I’ve never tried to tell you that you needed my or anyone eles’s permission to make a decision here. You came up with that on your own. I just suggested, and still suggest, that maybe you have rushed to judgment with little in the way of facts to support that judgment.
It is one of the doses in question and does represent the range found in others at autopsy. THe only release of autopsy results I've seen is 8mg. The lawyer did the release. His ma was one of the patients in the terminal group this matter involves. The versed would have been a std dose required to eliminate the patient's anxiety over their predicament.
Take this as a clue. When an expert shoots off his mouth and avoids giving the facts of the matter, he's BSing. It takes 100s of mgs of morphine to kill and if there was any truth to the matter of versed overdose, numbers would have been given, not just BS. See if the con gave out the real numbers, he'd be making a public fool of himself. He didn't, because he knows the results have been sealed and it would make a lawsuit by those slandered easier. If the numbers showed a lethal dose, he'd have no problem giving them out.
Also, the only reason the prosecutor would not present a tox report is if the tox report showed no evidence a lethal dose was administered. 8mg is not a lethal dose.
It is a greater sin to kill a patient than to abandon a patient.
THere was no lethal dose involved and no such discussion of causing death occurred.

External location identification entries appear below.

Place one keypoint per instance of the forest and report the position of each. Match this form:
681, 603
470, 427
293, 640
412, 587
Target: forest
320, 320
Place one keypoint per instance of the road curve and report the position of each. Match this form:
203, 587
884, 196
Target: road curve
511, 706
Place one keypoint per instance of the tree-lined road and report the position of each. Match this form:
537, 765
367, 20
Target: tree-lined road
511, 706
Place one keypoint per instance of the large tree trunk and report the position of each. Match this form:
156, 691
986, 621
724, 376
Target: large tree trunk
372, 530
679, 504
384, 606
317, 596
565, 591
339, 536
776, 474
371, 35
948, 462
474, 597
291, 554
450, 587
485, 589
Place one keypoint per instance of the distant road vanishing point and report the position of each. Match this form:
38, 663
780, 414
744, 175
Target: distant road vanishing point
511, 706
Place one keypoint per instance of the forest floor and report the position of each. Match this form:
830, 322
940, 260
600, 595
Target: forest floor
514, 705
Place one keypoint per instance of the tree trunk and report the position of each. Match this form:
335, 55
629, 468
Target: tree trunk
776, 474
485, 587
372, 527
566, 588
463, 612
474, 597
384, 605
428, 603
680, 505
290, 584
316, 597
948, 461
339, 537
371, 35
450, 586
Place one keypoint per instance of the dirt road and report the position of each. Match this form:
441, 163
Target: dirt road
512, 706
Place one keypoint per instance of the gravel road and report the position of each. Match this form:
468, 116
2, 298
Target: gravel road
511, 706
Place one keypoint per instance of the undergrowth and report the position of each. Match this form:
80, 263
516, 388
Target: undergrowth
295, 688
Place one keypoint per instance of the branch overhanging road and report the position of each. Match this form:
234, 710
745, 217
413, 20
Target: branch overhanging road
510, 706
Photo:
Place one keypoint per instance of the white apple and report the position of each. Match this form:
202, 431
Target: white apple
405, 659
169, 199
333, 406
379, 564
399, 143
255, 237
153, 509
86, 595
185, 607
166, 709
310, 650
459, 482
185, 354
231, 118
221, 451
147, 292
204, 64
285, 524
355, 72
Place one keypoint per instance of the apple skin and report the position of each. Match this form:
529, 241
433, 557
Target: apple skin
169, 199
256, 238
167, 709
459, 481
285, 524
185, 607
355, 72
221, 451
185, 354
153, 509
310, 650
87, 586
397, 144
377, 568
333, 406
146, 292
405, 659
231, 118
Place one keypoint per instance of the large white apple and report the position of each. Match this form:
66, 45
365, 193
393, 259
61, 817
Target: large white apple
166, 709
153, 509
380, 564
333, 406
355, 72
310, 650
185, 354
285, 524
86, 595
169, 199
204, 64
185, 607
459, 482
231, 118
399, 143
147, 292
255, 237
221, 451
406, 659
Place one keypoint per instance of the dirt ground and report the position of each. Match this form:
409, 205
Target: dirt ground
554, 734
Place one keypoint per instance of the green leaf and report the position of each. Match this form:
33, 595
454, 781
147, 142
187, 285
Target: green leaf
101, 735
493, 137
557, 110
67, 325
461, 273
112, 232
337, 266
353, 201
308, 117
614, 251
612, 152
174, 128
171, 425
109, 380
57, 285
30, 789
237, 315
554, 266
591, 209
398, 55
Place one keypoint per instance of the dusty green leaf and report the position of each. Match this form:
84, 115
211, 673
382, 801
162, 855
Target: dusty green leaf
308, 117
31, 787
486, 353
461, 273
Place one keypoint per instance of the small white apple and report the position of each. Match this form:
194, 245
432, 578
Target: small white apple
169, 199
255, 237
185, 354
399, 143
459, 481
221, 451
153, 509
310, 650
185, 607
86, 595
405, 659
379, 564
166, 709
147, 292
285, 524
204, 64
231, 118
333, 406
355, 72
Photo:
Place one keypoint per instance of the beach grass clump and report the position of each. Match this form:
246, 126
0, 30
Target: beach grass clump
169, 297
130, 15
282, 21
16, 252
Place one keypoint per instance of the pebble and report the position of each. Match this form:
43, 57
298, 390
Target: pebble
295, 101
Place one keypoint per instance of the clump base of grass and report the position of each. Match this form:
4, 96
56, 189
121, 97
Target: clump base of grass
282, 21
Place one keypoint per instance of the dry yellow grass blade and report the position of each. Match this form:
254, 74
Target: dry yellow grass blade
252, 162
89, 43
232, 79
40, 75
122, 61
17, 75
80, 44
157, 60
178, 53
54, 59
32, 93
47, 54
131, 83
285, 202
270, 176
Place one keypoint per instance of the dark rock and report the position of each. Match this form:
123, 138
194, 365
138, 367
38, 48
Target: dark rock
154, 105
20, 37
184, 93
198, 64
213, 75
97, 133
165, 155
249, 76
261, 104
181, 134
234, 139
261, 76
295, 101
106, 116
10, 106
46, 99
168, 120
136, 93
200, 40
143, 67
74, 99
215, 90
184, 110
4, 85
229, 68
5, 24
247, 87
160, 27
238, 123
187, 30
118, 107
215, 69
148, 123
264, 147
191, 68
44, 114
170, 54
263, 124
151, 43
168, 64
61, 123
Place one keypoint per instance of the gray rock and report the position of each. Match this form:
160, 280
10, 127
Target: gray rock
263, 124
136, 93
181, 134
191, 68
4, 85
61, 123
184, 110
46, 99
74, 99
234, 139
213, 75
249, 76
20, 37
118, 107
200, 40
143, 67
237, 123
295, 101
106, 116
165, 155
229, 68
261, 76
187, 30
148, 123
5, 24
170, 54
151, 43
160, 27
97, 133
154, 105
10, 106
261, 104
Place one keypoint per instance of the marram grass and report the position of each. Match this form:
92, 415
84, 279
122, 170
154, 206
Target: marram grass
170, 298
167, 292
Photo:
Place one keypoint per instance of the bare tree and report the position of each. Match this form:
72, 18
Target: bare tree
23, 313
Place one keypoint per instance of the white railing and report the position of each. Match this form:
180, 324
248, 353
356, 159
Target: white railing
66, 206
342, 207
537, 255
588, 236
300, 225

Agreed. This is definitely a situation where we don’t have enough facts to assume a crime was committed. Since a grand jury with access to the facts didn’t indict, I’m going with their decision.
LOL!
So they didn't document, and this further demonstrates that they discussed euthenasia and tried to hide it? LOL--
You might be surprised at what is "discussed" every day in a hospital, and remains undocumented. And those are not even under the duress of natural catastrophe.
Newsflash--the evidence of discussion is hearsay, and even if they did discuss, discussing is discussing, not doing.
The court found that these patient’s were not killed. They were given sedation and analgesics for comfort.
sigh, well, yes...I was using that as an example of how juries do more than listen to live witnesses. Juries of ALL kinds see MORE than live witnesses testifiying.
But as I said, IF you want a jury to believe your expert, you must bring him to testify live. Reading his report and/or deposition simply will not do. Nor should it in a criminal case.
Your gripe with with the prosecution and legal tactics. Or maybe with the judge who supervised.
President Bush should bring federal civil rights charges against this doctor, like they did in the sixties when southern juries wouldn’t convict KKK members.